Might this apply to Confucianism, is that what you mean, or perhaps to some of its adherents - or is your observation more aimed at my suggestion that for religions to be religions they have to have deities and/or supernatural elements?
What remains consistent throughout Confucius' discourses on Tian is his threefold assumption about this extrahuman, absolute power in the universe: (1) its alignment with moral goodness, (2) its dependence on human agents to actualize its will, and (3) the variable, unpredictable nature of its associations with mortal actors. Thus, to the extent that the Confucius of the Analects is concerned with justifying the ways of Tian to humanity, he tends to do so without questioning these three assumptions about the nature of Tian, which are rooted deeply in the Chinese past.
The dependence of Tian upon human agents to put its will into practice helps account for Confucius' insistence on moral, political, social, and even religious activism. In one passage (17.19), Confucius seems to believe that, just as Tian does not speak but yet accomplishes its will for the cosmos, so too can he remain "silent" (in the sense of being out of office, perhaps) and yet effective in promoting his principles, possibly through the many disciples he trained for government service. At any rate, much of Confucius' teaching is directed toward the maintenance of three interlocking kinds of order: (1) aesthetic, (2) moral, and (3) social. The instrument for effecting and emulating all three is li (ritual propriety).
Do not look at, do not listen to, do not speak of, do not do whatever is contrary to ritual propriety. (12.1)
In this passage, Confucius underscores the crucial importance of rigorous attention to li as a kind of self-replicating blueprint for good manners and taste, morality, and social order. In his view, the appropriate use of a quotation from the Classic of Poetry (Shijing), the perfect execution of guest-host etiquette, and the correct performance of court ritual all serve a common end: they regulate and maintain order. The nature of this order is, as mentioned above, threefold. It is aesthetic -- quoting the Shijing upholds the cultural hegemony of Zhou literature and the conventions of elite good taste. Moreover, it is moral -- good manners demonstrate both concern for others and a sense of one's place. Finally, it is social -- rituals properly performed duplicate ideal hierarchies of power, whether between ruler and subject, parent and child, or husband and wife. For Confucius, the paramount example of harmonious social order seems to be xiao (filial piety), of which jing (reverence) is the key quality:
Observe what a person has in mind to do when his father is alive, and then observe what he does when his father is dead. If, for three years, he makes no changes to his father's ways, he can be said to be a good son. (1.11)

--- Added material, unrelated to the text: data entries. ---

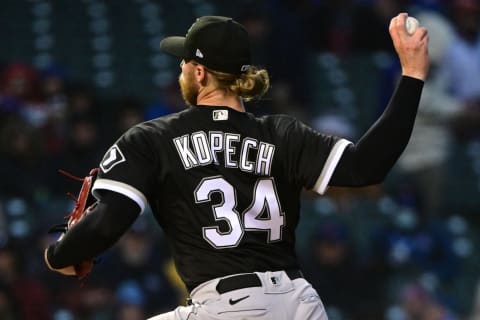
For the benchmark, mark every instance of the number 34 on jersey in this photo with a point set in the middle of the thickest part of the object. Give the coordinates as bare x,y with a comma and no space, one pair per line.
264,198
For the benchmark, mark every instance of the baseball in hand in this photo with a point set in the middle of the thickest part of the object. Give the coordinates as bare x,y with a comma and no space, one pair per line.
411,25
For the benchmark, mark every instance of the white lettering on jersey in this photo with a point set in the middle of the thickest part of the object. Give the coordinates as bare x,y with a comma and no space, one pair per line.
245,165
112,157
200,149
216,144
189,159
265,154
230,150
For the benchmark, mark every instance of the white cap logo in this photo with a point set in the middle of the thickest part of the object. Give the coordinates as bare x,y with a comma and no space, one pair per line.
220,115
199,53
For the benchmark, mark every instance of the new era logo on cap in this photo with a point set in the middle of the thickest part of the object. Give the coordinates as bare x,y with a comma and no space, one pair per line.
220,115
224,42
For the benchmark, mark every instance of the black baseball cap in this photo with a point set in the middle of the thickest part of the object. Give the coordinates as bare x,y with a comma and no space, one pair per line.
218,43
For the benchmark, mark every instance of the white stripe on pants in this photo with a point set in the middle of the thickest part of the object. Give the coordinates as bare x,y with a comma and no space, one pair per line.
279,298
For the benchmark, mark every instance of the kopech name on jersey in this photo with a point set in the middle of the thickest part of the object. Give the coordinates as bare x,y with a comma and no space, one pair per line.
201,149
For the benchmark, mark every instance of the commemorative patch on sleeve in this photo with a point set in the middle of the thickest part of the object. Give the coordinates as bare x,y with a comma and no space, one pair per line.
112,157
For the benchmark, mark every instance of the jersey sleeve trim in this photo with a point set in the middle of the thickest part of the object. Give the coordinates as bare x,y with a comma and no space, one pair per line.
333,158
122,188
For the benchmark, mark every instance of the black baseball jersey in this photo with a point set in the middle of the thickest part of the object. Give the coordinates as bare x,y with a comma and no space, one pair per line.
224,185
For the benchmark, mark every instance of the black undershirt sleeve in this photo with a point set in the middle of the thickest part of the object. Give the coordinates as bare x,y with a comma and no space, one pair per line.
96,232
371,158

[The disciple] Ziyu asked about filial piety. The Master said, "Nowadays, for a person to be filial means no more than that he is able to provide his parents with food. Even dogs and horses are provided with food. If a person shows no reverence, where is the difference?" (2.7)

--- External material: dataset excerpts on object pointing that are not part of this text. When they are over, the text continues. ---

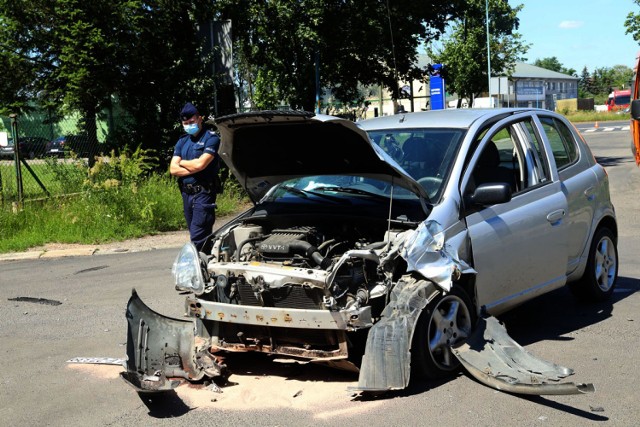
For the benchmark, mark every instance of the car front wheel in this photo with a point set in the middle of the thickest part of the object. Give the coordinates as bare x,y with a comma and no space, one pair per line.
601,273
446,320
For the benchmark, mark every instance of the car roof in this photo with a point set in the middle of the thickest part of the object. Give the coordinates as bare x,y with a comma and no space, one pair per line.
461,118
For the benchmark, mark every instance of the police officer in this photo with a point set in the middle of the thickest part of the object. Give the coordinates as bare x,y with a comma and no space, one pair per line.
196,164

In serving your father and mother, you ought to dissuade them from doing wrong in the gentlest way. If you see your advice being ignored, you should not become disobedient but should remain reverent. You should not complain even if you are distressed. (4.18)
Above quoted from:
Sounds like a religion to me. The element of reverence is present, which it is not in, for example, Stoicism. Stoicism is therefore a philosophy, not a religion, in my view.